Sessums explained to Requet the processes he went through to start his taco truck to help provide guidelines for the changes. Requet added that he also utilized food truck ordinances from around the state and country.

“That was always the plan— to use this truck as a template and really work with the city of Oxford to develop what was then an absent guideline for how food trucks could, would work in this town,” Sessums said.

According to Sessums, YoknapaTaco currently sets up shop next to Jones at Home every Thursday, Friday and Saturday night from 10:30 p.m. until 30 minutes after the bar closes or when the truck runs out of food.

“I would love to see a more variable late-night scene though, for sure,” Sessums said. “But for that to be the case, we need more food trucks here.”
Mobile Food Vending yearly permits cost $275 per unit in Oxford.
In relation to Ole Miss, Sessums said a lot of red tape involving preexisting contracts the University holds with their food providers currently makes it difficult for outside vendors to sell individual products to consumers.

Sessums said he hopes to work with the University in bringing food trucks on campus.
“Imagine 10 to 15 food trucks lining the Grove on a football Saturday,” Sessums said. “Wouldn’t that be great?”

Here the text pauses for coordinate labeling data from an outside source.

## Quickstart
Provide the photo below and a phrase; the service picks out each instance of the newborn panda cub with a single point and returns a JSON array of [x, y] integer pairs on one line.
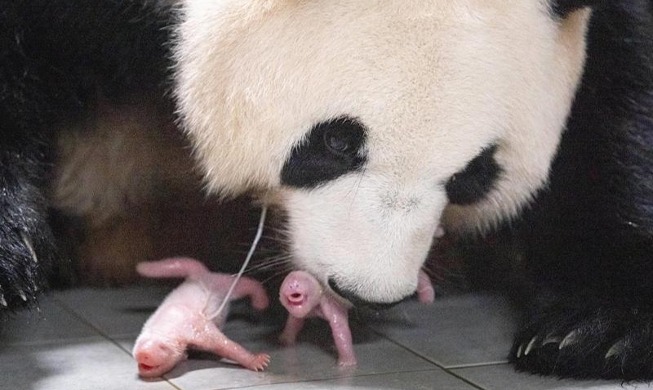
[[303, 296], [189, 317]]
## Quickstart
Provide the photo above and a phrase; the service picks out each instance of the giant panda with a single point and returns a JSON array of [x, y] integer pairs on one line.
[[371, 125]]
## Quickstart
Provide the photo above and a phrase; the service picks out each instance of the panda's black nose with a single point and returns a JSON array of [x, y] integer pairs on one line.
[[360, 302]]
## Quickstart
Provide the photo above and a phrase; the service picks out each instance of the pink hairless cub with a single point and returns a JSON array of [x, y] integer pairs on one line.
[[188, 317], [303, 296]]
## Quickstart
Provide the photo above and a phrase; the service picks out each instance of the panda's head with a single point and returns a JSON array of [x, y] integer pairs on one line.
[[374, 122]]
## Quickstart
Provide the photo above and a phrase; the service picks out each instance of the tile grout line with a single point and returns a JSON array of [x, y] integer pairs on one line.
[[104, 335], [424, 357]]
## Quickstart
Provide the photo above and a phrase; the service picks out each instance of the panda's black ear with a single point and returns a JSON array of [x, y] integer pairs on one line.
[[562, 8]]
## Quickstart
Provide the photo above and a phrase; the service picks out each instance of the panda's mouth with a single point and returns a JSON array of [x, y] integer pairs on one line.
[[359, 302]]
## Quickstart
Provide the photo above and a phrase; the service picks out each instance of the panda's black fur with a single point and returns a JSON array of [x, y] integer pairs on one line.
[[588, 295], [58, 57], [589, 236]]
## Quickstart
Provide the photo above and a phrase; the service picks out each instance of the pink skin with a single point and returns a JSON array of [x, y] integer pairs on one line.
[[303, 296], [186, 318], [425, 292]]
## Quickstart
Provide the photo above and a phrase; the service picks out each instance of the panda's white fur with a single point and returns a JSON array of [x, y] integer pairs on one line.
[[433, 82]]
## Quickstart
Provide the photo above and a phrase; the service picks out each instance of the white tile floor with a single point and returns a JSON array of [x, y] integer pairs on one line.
[[81, 339]]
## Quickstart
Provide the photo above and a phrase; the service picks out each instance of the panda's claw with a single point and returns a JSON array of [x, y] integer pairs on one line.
[[551, 339], [530, 345], [615, 350], [571, 338], [519, 351]]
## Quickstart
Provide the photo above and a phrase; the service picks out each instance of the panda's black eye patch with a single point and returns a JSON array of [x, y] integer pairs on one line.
[[476, 180], [562, 8], [331, 149]]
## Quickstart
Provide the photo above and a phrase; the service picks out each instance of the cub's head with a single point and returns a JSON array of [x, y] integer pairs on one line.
[[374, 122]]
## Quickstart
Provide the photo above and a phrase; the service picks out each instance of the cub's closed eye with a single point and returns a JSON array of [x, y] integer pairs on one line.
[[331, 149]]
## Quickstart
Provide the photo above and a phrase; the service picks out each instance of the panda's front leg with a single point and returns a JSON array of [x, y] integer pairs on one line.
[[579, 334], [26, 243]]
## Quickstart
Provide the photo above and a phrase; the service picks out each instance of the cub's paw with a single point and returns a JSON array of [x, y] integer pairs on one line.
[[259, 363], [585, 341]]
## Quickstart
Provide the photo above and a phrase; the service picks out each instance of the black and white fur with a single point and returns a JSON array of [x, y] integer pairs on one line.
[[59, 59], [372, 124]]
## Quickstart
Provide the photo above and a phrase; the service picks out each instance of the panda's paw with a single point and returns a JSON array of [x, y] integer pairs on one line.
[[24, 255], [587, 342]]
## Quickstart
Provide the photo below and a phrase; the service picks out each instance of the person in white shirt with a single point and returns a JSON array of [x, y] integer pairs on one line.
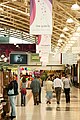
[[58, 86], [67, 84]]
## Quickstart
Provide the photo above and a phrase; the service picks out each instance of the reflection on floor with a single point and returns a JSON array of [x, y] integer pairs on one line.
[[51, 111]]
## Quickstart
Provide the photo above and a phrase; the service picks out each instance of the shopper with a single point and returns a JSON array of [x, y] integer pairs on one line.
[[49, 90], [12, 96], [58, 86], [35, 86], [67, 84], [23, 91]]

Sessums currently runs an operation called The Hick Wallflower, which began as a space to prepare and store food for YoknapaTaco and has expanded to offer event promotion and business consulting for others looking to venture into mobile vending.

“Being that I am one of, if not the first, to do something like this here in Oxford, I have been lucky to be involved, even if indirectly, with the process of putting the ordinance together,” Sessums said.